Nowe dane dostarczone przez naukowców sugerują, że ekstremalne zjawiska typu El Nino będą w przyszłości dwa razy częstsze. Ostatnie badania nad starożytnym plantkonem potwierdziły to, co wcześniej pokazywały już modele klimatyczne.
El Nino (po hiszpańsku chłopiec) to jedna z faz zjawiska pogodowego zwanego El Nino-Southern Oscillation (ENSO) - nieregularnej, ale powtarzającej się zmiany wzorców wiatru i temperatury powierzchni wody na tropikalnym, południowym Oceanie Spokojnym.
Do El Nino dochodzi, gdy słabną wiejące ze wschodu pasaty, co hamuje działanie wstępującego prądu morskiego, który powoli (z prędkością 1–3 m na dobę) wynosi ku powierzchni oceanu zimne, zawierające substancje odżywcze wody głębinowe w miejsce cieplejszych wód powierzchniowych. Poruszające się wolno masy wody są nagrzewane, co prowadzi do wysokiego parowania i powstawania chmur deszczowych, które jednak nie docierają do lądu. Jego przeciwieństwem jest La Nina, podczas której występują nadzwyczajnie niskie temperatury wody.
Wpływ El Nino na klimat
Skutki zjawiska są poważne i odczuwane na konkretnych terenach. Jak informuje organizacja ds. ochrony środowiska WWF, w trakcie fazy El Nioo występują między innymi:
- susze i pożary w Amazonii i Ameryce Centralnej;
- ulewy w Ekwadorze i północnym Peru;
- słabsze monsuny w Indiach i Azji Południowo-Wschodniej;
- zwiększenie opadów w porze deszczowej w Afryce Subsaharyjskiej.
W trakcie El Nino podnosi się także średnia temperatura i wzmacniają się ekstremalne zjawiska pogodowe na całej planecie. Stosowane przez specjalistów modele klimatyczne przewidywały, że ocieplenie spowodowane emisją gazów cieplarnianych sprawi, że cykl występowania El Nino stanie się bardziej zmienny, a samo zjawisko - dużo częstsze.
Do tej pory brakowało jednak wystarczającej ilości danych potwierdzających przypuszczenia naukowców.
Nowe badania - te same alarmujące dane
Profesor Kaustubh Thirumalai z University of Arizona i jego współpracownicy opracowali zapis zmienności El Nino na Oceanie Spokojnym 21 000 lat temu, podczas ostatniego maksimum zlodowacenia, kiedy klimat był znacznie chłodniejszy niż obecnie.
Potrzebne dane udało się uzyskać dzięki pomiarom składu chemicznego skorupek tworzonych przez mikroskopijne organizmy - otwornice.

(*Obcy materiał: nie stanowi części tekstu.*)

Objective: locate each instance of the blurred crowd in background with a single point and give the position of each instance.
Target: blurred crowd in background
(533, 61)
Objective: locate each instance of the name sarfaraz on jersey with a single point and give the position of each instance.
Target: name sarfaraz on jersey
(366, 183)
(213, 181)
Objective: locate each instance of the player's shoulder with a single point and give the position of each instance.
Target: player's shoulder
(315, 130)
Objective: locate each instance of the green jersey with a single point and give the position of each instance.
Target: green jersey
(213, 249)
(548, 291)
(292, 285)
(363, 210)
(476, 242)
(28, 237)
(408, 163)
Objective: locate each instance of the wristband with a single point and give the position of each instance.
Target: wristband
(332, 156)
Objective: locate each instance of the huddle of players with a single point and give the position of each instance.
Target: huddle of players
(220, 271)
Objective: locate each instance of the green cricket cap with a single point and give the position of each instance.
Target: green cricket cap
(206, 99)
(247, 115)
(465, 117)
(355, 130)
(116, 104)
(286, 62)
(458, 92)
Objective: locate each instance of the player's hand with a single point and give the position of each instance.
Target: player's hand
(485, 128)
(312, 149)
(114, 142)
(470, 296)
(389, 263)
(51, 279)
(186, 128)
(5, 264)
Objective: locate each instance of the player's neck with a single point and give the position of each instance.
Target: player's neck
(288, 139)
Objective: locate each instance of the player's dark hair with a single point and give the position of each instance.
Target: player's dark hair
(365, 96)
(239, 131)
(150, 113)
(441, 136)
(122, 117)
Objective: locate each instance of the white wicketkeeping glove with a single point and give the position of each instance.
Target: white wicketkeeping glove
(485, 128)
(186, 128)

Wyniki przedstawiono na łamach czasopisma naukowego "Nature".
Temperatura wody morskiej wpływa na skład chemiczny pancerzyków otwornic, ponieważ za życia przebywają one w pobliżu powierzchni morza. Kiedy umierają, ich skorupki opadają na dno i wchodzą w skład osadów dennych.
Uzyskane dzięki pobranym z dna oceanu otwornicom dane dotyczące dawnego klimatu potwierdziły wyniki uzyskane za pomocą obecnie stosowanych modeli klimatycznych. Co za tym idzie, bardziej prawdopodobne stały się prognozy, że silne zdarzenia El Nino będą znacznie częstsze, co doprowadzi do bardziej ekstremalnych warunków pogodowych na całym świecie. W erze lodowcowej, gdy klimat się ochładzał, El Nino występowało rzadziej. Chodzi o sprzężenie zwrotne między wzorcami wiatru na Pacyfiku a grubością warstwy ciepłej wody na powierzchni oceanu. W miarę wzrostu globalnych temperatur warstwa ciepłej wody staje się cieńsza, co ułatwia wiatrom i prądom wypychanie ciepłej wody na wschód, aby wywołać ekstremalne zjawisko El Nino.
El Nino może występować dwa razy częściej
Jeśli przyjąć scenariusz średnich emisji, model, którego dokładność potwierdzają otwornice przewiduje, że ekstremalne zjawisko El Nino może wystąpić co dekadę w tym stuleciu. W przeszłości ta częstotliwość wynosiła mniej więcej raz na dwie dekady.